Washington state has specific guidelines on marital property that impact how courts divide assets during divorces.
If you are considering a divorce in Washington, it is important to understand the difference between marital and separate property. Furthermore, learning about the division of marital property can help you prepare for your divorce as you seek a fair outcome.
Which assets are separate?
As a general rule, if you acquired a piece of property or valuable asset before your marriage began, it is considered to be your separate property, not marital or community property. In some cases, inherited assets and gifts might be separate property, also. On the other hand, most property obtained during the marriage is community/marital property. Real estate, small businesses, retirement accounts, vehicles and investment portfolios can all be deemed community/marital property by a court. Finally, prenuptial and postnuptial agreements can override state guidelines on the classification and division of property during divorce. While the court usually awards separate property to the party that holds that property, the court can divide separate property if needed for a just and equitable outcome.
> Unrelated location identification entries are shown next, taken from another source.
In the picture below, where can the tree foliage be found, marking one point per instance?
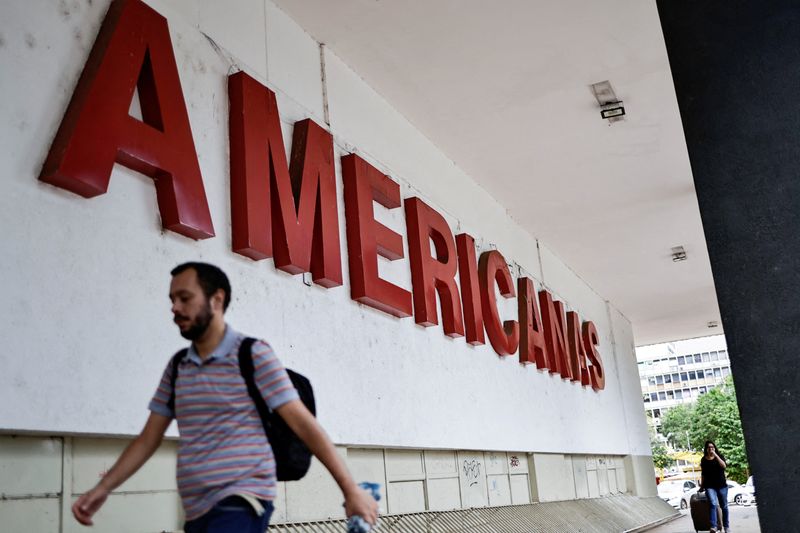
(716, 417)
(676, 426)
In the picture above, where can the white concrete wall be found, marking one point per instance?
(86, 320)
(35, 472)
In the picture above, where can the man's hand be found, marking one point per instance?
(361, 503)
(88, 504)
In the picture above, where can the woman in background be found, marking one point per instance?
(712, 479)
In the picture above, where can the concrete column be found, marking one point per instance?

How do courts split marital property?
Courts in Washington emphasize dividing shared property in a just and equitable manner. However, this does not mean that the court will split all assets you share with your spouse halfway. Washington courts instead evaluate a wide range of factors, including the length of your marriage and the individual financial circumstances of both parties to determine what “just and equitable” means in each case.
Divorce can be stressful, particularly if you have concerns about losing your property and savings. Fortunately, Washington state’s guidelines emphasize equitable outcomes in divorce.